Unfortunately, I subscribe to the theory first advanced by Jerry Garcia, that every silver lining has a touch of grey. That touch of grey: Mariano Rivera got his second save of the series. It's always good to see Rivera pitch more like he did in his prime than he pitched at the beginning of the year. But the thing about that is, Rivera is not a young man any more. So there is not a very high likelihood of him being available should it get to that point in tomorrow night's game. Of course, Joba Chamberlain will be available tomorrow, and who knows what might happen. But it would have been nice to see the Yankees have a shot at a sweep and have all of their weapons ready to go against the hated enemy.
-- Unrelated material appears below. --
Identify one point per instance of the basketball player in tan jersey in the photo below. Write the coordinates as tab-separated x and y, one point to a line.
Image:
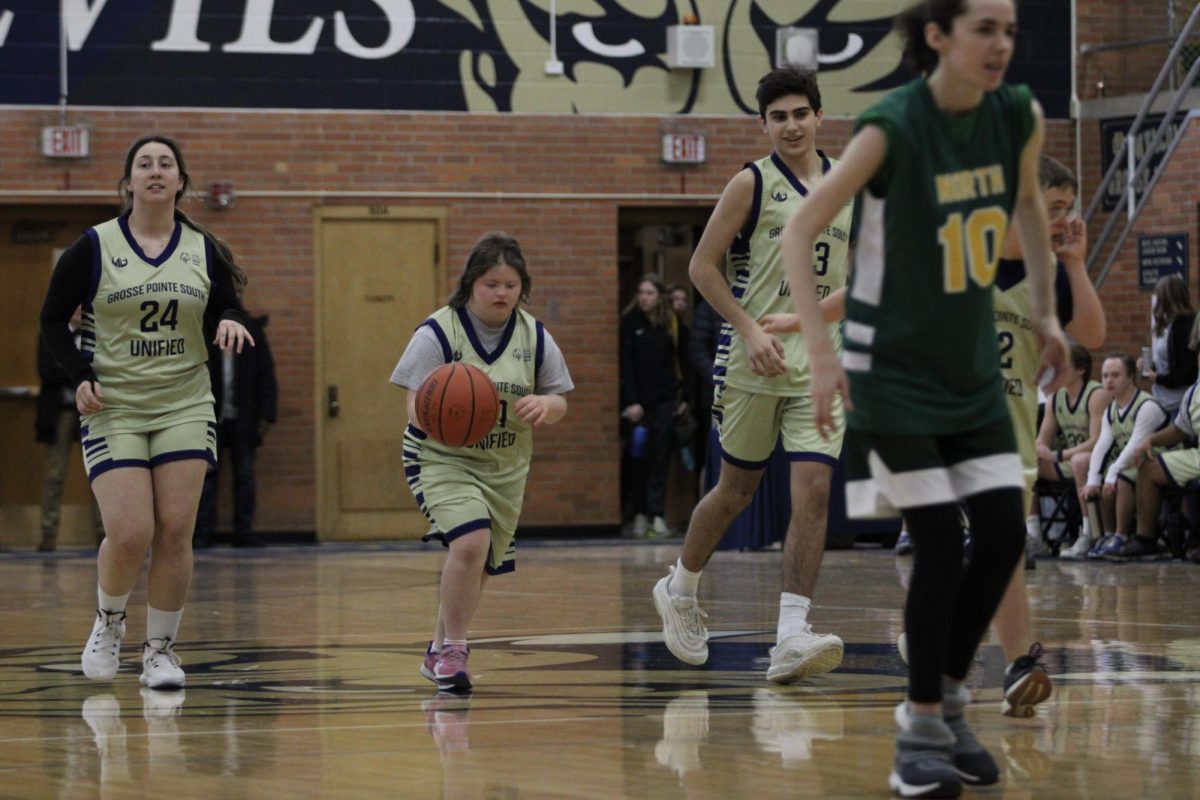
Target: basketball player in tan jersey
145	280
From the "there's a method to my madness" category, it might not have made for a well structured post with the two Drew criticisms sandwiched around the long Frederick the Great/Patton digression. In my defense, I hoped to mitigate the bad karma and reverse jinx potential I have bestowed on JD Drew. I remember that game where he hit two three run homers against the Diamondbacks not too long after one of my long diatribes against him. Nor have I forgotten the hot start to this season he put up after I spent the better part of the offseason railing against his signing, even though that seems like a more distant memory than the Prussian monarch I referenced tonight.

PS - I don't know if you recall the post in which JD Durbin was lampooned as tool of the week (back when there was a shot that I might actually have the discipline to post a tool of the week segment on a weekly basis). Since that time, the tool of the week segment has been modified to a tool of note segment. And more astonishing, the tool JD Durbin has pitched effectively for the Philadelphia Phillies. Kudos to Theo and the mental giants on Yawkey Way for letting him go for absolutely nothing. At least they managed to dream up Sox Appeal. Nothing like exploiting the inability of modern men and women to connect on an interpersonal level to perpetuate the subspecies of troglodytes who root for the Red Sox to undermine our societ. But I digress far to far, and I must sign off for the night.